The challenge of responding to family violence is even more complex than that of protecting children from sexual abuse. In both cases it is to ensure that the environment is safe, that abuse is reported, that abusers are held accountable and, if possible, rehabilitated.

To create a safe environment for children, people working in institutions like schools, churches and community groups can be educated, licensed and monitored, and obliged to report any incidents of abuse they see. Police can follow up reports and prosecute offenders. To create an environment safe from the risk of family violence is more difficult because it happens in the home, a place for intimate relationships. It would be unacceptably intrusive to vet and monitor partners before allowing them to live together, or legally to require victims of family violence to report it, especially given that they may depend on the partner for shelter and sustenance.

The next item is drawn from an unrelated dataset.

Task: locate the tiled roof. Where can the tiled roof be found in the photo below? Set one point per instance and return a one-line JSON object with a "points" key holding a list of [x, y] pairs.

The rage and desire for revenge of some perpetrators exceed their fear of being jailed. For the victim, too, the cost of freedom from violence can also fall heavily: a person imprisoned for causing injury can no longer contribute financially, or in other ways, to their partner. The difficulties inherent in making the home a place safe from violence naturally focuses attention on dealing with the men responsible for violence. A punitive approach of shaming and incarcerating offenders is made central.

To curb family violence, it is important to ask why men act violently, and to help them to change. Many of them have suffered directly and indirectly from violence in their own families. Their experience has led them to express their own rage in violent action. This pattern is likely to be strengthened by punishment and incarceration unless it offers the possibility of change.

It is also important to see family violence not in isolation but in its full human context. Childhood experience of violence is associated with many other aspects of disadvantage which, as a recent study shows, interact with and intensify one another.

Violence at the home is likely to be linked to irregular eating habits, poor educational achievement, mental illness, contact with the justice system, and substance abuse. Those affected are likely to live in areas where disadvantage is marked and services are poor. In such a culture, family violence is likely to be accepted as normal.

To make the home safe from violence, we must first care for children who are exposed to violence in the family, ensuring that they are safely housed, educated and helped to learn ways of developing respectful relationships.

This demands that the victims of violence have support in living and raising their children. The many services they will require must be available in a coordinated and human way.

It also demands that men who act violently in the home have access to counselling through which they can learn better ways of living. If incarceration is the only way of protecting women and children from violence, it must be supported by programmes directed at a change of life.